Here I've plotted the raw, uncollapsed frequency of a given TCR sequence (i.e. the number of reads containing that TCR, here slightly inaccurately labelled 'clonal frequency') against that value divided by the number of random barcodes it associated with, giving a 'duplication rate' (not great axis labels I agree, but this is pulling the plots straight out of a lab meeting I gave three years ago). The two plots show the same data, with a shortened X axis on the right to show the bulk of the spread better.
We can see that above a given frequency – in this case about 500, although it varies – we observe a 'duplication rate' around 70. This means that above a certain size, sequences are generally amplified at a rate proportional to their prevalence (give or take the odd outlier), or that for every input molecule of cDNA it gets amplified and observed seventy times. This is the scenario we'd generally imagine for PCR. However, below that variable threshold there is a very different, very noisy picture, where the amount to which a sequence is found to be amplified and observed is not related to the collapsed prevalence. This was the bait on the hook that lead our lab down this path.
Now, everyone knows PCR doesn't behave like it does in the diagrams, like it should.
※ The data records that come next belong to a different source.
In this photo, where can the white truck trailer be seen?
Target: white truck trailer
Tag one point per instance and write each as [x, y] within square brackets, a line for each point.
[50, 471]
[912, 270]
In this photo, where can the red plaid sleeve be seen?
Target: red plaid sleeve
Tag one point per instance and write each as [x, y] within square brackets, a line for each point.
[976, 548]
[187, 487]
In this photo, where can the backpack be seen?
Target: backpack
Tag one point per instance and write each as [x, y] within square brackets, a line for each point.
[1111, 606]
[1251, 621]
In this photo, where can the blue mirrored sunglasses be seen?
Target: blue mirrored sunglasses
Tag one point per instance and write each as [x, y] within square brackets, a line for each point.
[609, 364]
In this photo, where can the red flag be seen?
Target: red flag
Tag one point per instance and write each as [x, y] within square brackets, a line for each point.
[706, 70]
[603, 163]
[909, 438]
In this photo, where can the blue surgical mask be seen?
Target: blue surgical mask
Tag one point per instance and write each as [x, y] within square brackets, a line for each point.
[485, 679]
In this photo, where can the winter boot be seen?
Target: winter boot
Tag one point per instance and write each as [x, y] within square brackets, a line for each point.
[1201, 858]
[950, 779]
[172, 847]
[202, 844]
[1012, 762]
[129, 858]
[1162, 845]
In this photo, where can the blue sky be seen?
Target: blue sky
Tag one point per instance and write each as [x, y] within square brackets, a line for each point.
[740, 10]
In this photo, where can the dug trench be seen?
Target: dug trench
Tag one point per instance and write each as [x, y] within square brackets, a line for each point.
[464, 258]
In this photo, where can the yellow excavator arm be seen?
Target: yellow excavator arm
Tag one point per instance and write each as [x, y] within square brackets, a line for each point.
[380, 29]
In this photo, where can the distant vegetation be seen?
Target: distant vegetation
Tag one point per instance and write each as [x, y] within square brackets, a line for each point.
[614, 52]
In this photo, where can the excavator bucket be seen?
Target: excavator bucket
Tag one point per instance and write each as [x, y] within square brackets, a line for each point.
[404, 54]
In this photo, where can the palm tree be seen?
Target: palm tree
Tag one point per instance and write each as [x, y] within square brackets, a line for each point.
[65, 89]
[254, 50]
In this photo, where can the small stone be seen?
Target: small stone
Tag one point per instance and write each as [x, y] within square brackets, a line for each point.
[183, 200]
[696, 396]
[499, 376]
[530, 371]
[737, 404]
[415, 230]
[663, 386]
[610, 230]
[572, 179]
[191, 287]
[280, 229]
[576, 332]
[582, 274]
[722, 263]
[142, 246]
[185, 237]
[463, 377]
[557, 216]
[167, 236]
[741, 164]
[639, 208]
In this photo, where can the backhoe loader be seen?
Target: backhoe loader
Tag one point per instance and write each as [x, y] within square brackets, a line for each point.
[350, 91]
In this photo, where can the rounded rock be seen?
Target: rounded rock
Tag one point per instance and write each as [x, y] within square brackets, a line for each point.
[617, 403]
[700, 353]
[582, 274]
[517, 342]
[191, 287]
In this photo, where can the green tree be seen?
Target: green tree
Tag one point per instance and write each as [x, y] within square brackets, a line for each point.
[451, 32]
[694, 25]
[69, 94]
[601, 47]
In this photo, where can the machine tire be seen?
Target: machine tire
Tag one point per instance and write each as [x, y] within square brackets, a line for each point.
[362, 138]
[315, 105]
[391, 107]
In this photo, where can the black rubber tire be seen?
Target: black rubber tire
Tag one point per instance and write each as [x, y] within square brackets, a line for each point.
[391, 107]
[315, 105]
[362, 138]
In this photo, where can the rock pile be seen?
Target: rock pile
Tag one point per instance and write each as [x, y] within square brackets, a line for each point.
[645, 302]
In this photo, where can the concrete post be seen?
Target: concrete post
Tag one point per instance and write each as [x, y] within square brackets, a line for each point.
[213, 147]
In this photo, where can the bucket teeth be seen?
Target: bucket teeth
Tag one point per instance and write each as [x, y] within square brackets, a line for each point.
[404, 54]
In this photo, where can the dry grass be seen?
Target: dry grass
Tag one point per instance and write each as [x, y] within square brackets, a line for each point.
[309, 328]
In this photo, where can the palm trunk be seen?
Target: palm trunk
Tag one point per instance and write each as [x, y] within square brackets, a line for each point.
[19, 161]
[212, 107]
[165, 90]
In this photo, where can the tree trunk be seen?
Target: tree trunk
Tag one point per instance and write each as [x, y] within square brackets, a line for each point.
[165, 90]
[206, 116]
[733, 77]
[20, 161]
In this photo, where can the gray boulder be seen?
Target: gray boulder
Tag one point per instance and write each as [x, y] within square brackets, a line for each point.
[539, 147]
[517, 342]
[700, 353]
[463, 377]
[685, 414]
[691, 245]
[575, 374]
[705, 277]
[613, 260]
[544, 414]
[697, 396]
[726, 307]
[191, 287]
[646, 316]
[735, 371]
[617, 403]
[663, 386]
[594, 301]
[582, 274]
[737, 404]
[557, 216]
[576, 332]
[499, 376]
That's what everyone always says (usually as they stick another gel picture containing mysteriously sized bands into their labbooks). However, people have rarely looked at what's actually going on. There's a bit of special PCR magic that goes on, and a million different target and reaction variables that might affect things: you just optimise your reaction until your output looks like what you'd expect. It's only with the relatively recent advances in DNA sequencing technology that we can actually look at exactly what molecules are being made in the reaction that we can start to get actual data showing how just un-like the schematics the reaction can in fact behave.
This is exactly what Katharine's paper chases up, applying the same unique molecular barcoding strategy to TCR sequences from both polyclonal and monoclonal** T-cells. I won't go into the details, because hey, you can just read the paper (which says it much better), but the important thing is that this variability is not due to the standard things you might expect like CG content, DNA motifs or amplicon length, because it happens even for identical sequences. It doesn't matter how well you control your reactions, the noise in the system breeds variability. This makes unique molecular barcoding hugely important, at least if you want accurate relative quantitation of DNA species across the entire dynamic range of your data.
* Theoretically about 16.7 million in our case, or 412, as we use twelve random nucleotides in our barcodes.

** Although it's worth saying that while the line used, KT-2, is monoclonal, that doesn't mean the TCR repertoire is exactly as clean as you'd expect. T-cell receptor expression in T-cell lines is another thing that isn't simple as the textbook diagrams pretend.